Array sizes are capped at 10,000 points
Channel count is capped at 10
Correlation values are bounded to [-1, 1]
Amplitudes and frequencies must be non-negative
Duration must be positive

No Persistent State in the Agent

The tsgen agent has no tools, no database access, and no file system access. It can only produce text. The conversation history is managed server-side and is scoped to the WebSocket session.

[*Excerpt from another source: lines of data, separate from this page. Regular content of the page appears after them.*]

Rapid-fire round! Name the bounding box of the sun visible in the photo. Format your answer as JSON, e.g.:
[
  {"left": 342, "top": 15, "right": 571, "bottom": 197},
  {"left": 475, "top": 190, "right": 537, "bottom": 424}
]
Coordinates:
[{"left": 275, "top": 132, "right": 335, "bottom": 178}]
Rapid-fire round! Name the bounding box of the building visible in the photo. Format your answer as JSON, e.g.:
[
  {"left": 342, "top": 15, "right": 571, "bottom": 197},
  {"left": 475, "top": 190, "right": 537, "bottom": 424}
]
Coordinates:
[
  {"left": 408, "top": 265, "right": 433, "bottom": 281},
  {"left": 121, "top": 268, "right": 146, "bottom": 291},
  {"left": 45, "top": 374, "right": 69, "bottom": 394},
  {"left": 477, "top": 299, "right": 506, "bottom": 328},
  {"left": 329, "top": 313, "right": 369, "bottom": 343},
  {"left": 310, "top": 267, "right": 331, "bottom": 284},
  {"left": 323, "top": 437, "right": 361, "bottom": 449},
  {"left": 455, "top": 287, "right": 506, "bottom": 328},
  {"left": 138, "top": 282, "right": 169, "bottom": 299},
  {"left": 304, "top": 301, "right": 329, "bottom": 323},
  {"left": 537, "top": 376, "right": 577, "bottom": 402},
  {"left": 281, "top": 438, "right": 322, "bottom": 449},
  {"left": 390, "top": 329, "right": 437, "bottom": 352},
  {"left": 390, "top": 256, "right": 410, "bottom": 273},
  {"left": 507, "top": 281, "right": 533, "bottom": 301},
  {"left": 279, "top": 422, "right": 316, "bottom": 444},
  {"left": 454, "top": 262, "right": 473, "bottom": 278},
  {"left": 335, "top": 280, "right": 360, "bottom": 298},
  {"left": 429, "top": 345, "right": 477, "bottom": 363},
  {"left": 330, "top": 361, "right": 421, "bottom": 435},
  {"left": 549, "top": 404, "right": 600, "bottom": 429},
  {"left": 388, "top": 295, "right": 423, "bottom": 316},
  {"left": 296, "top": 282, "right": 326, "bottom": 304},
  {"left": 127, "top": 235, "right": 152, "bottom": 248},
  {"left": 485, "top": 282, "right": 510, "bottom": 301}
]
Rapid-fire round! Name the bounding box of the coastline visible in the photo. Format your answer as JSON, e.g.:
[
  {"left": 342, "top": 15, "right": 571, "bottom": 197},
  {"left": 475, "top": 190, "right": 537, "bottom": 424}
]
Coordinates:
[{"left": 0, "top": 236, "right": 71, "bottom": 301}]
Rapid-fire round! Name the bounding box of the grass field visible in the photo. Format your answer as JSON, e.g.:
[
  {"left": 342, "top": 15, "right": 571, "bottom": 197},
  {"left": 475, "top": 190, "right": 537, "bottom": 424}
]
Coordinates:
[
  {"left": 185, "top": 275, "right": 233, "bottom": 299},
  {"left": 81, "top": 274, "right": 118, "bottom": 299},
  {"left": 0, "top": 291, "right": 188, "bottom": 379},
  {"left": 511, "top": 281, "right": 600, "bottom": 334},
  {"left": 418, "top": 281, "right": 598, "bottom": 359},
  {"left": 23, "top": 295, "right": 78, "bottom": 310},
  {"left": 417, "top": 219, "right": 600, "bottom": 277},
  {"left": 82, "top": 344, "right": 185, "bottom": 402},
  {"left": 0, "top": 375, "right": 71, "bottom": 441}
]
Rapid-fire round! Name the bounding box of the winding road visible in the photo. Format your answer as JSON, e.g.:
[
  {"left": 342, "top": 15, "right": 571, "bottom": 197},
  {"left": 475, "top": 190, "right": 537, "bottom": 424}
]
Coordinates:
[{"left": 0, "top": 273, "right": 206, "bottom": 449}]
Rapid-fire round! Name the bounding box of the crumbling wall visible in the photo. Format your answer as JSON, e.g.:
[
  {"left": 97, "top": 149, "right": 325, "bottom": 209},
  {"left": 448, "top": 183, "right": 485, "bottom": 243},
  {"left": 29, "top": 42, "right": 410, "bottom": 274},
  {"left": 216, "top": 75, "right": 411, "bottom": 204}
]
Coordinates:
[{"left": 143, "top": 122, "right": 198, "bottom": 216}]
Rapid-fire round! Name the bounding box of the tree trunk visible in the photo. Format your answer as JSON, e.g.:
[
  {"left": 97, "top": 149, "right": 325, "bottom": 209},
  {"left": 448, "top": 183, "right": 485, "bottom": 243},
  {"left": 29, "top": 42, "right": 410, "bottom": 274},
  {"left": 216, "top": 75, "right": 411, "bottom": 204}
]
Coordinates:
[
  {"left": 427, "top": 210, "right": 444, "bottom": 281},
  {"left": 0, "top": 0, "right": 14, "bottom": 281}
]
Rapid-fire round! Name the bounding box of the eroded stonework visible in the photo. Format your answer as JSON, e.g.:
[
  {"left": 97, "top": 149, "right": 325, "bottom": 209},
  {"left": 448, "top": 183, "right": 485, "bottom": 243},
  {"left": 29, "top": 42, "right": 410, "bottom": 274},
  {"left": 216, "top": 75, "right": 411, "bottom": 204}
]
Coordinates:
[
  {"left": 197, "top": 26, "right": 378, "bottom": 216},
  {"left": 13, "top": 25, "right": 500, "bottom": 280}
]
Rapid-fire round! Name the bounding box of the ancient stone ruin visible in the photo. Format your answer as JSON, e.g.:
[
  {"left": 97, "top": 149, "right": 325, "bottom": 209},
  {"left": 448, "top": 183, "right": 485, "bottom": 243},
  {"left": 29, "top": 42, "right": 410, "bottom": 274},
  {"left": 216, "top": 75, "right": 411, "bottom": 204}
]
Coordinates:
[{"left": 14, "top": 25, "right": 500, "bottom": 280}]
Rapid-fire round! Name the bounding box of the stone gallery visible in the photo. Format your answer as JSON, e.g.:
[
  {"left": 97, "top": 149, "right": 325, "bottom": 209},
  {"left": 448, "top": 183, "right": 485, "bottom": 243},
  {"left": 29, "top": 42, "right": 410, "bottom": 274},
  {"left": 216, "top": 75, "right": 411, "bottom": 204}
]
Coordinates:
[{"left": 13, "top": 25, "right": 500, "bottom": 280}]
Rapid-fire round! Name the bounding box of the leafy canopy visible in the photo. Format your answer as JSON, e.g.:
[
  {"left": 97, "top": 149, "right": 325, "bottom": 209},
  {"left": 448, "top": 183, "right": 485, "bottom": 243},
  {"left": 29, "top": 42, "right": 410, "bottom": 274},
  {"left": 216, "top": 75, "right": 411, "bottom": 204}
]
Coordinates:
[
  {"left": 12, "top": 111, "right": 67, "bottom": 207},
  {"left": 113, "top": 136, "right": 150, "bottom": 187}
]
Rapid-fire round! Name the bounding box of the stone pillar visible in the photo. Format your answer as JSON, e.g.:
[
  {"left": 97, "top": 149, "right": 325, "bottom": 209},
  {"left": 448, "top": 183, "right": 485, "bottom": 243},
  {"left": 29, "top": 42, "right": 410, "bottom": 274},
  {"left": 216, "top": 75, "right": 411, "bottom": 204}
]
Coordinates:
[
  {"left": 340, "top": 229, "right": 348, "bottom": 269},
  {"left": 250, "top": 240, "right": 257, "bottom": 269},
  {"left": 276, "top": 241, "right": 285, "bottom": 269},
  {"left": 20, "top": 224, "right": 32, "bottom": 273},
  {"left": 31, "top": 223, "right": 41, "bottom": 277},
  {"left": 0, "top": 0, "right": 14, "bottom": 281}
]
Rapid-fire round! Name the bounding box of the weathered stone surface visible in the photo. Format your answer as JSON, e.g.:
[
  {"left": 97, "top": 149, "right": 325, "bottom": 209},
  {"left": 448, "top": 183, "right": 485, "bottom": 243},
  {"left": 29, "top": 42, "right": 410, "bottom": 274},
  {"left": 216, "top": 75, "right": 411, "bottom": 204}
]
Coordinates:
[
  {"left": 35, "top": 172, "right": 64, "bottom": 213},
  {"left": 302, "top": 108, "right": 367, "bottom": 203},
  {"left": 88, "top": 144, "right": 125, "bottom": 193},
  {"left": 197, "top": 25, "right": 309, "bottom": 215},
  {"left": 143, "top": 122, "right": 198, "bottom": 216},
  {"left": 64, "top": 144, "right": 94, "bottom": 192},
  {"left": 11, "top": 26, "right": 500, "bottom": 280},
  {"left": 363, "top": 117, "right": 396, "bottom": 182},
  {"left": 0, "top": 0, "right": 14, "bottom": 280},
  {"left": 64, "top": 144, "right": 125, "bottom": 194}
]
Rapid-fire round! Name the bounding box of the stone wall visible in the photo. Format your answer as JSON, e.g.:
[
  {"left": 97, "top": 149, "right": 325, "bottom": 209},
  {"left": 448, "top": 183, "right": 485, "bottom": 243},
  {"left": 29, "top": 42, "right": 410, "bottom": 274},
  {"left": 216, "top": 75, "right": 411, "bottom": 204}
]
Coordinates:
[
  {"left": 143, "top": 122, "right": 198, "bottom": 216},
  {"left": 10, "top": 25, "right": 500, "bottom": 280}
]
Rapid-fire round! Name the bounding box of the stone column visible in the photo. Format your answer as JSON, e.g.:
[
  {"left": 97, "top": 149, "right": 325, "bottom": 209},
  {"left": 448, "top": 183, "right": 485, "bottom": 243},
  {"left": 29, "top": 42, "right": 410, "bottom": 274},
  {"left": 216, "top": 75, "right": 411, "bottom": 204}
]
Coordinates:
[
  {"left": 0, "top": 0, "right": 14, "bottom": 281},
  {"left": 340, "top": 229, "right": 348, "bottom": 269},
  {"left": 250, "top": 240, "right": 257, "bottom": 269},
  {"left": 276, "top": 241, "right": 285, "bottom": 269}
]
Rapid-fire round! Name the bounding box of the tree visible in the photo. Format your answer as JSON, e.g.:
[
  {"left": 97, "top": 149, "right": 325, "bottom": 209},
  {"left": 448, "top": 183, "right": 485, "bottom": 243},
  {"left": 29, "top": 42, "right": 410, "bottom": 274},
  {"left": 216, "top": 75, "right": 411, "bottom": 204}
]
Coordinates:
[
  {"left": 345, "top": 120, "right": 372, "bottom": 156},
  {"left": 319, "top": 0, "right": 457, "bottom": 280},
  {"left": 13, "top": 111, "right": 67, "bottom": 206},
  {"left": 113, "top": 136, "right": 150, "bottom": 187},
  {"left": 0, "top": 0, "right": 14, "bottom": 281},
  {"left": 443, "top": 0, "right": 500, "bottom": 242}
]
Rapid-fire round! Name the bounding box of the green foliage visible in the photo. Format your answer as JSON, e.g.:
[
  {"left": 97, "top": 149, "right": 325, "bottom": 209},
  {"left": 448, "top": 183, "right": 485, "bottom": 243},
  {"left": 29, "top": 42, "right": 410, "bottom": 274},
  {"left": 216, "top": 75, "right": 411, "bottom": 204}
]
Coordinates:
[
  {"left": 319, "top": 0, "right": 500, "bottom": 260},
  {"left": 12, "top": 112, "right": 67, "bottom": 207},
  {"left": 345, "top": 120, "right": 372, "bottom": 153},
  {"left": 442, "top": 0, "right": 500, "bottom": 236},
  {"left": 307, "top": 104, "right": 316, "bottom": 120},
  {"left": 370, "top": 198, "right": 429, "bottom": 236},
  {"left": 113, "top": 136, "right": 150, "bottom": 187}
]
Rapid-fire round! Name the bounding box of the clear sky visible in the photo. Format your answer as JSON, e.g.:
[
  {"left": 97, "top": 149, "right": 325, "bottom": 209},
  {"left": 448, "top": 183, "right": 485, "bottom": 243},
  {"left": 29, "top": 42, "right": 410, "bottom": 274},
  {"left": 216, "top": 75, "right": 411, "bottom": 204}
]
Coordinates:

Why Parameterized Generation, Not Code Generation

An alternative architecture would have the LLM generate Python code (e.g., NumPy scripts) that gets executed directly. Phoenix deliberately avoids this for several reasons:

Concern	Parameterized (Phoenix)	Code Generation
Security	No code execution; bounded numeric inputs	Requires sandboxing, code review, or restricted execution environments
Validation	Full server-side validation of every parameter	Difficult to validate arbitrary code for correctness and safety
Reproducibility	Parameters stored in DB; identical regeneration	Code must be stored and re-executed; environment-dependent
User Control	Users see and can modify every parameter in the form	Users must understand generated code to modify it
Error Handling	Validation errors map to specific form fields	Runtime errors in generated code are opaque
Flexibility Tradeoff	Limited to the superposition model	Can express any computable time series

The flexibility tradeoff is intentional. The superposition model (mean + trend + oscillations + noise) covers the vast majority of synthetic time series use cases in industrial settings. The nonlinear trend approximation technique (long-period oscillations) extends coverage to exponential, logarithmic, and sigmoid shapes without requiring arbitrary code.